The EU economy is showing clear signs of recovery and looks set to return to growth in the second half of 2009. However, with the strong downturn at the end of 2008 and start of the year, the forecast for 2009 as a whole remains unchanged: GDP is expected to fall by 4% in both the EU and the eurozone.
To some extent, the improving outlook for Europe reflects brighter prospects around the world. Some regions – notably emerging Asian economies -- anticipate marked growth over the next 6 months.
But there are other specifically European reasons for optimism too. Conditions on financial markets have improved, and economic activity is picking up, boosted by car-scrapping schemes and other forms of government spending.
Consumer price inflation declined in the first half of the year, as the cost of energy and food eased off from last year’s highs. But with most commodities on the rise, inflation rates are expected to increase toward the end of 2009.
For the year as a whole, consumer price inflation will likely remain unchanged at 0.9% in the EU and 0.4% in the eurozone. The outlook for next year remains uncertain, with job markets and public finances still feeling the effects of the economic crisis.
The coming recovery could be surprisingly strong. Whether it can be sustained remains to be seen.
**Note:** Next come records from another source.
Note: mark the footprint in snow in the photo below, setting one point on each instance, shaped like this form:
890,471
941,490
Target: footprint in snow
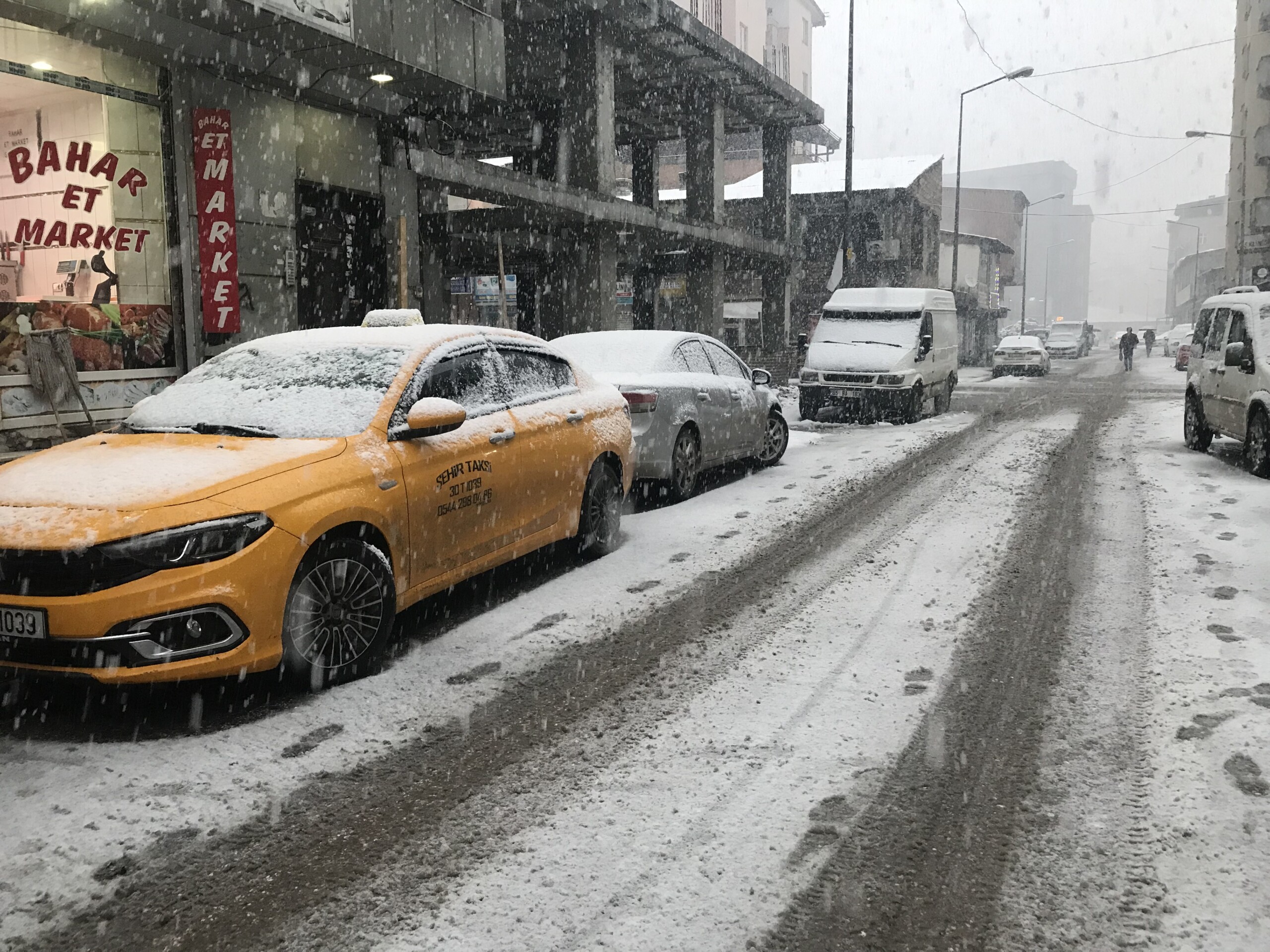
1246,774
474,674
312,740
The Commission's next forecast, due out in November, will look ahead to the end of 2011 for all 27 EU countries.
The Commission usually publishes economic forecasts 4 times a year – comprehensive spring and autumn forecasts and smaller interim forecasts in February and September.
This interim forecast is based on updated projections for France, Germany, Italy, the Netherlands, Poland, Spain and the UK – together accounting for some 80% of the EU’s GDP.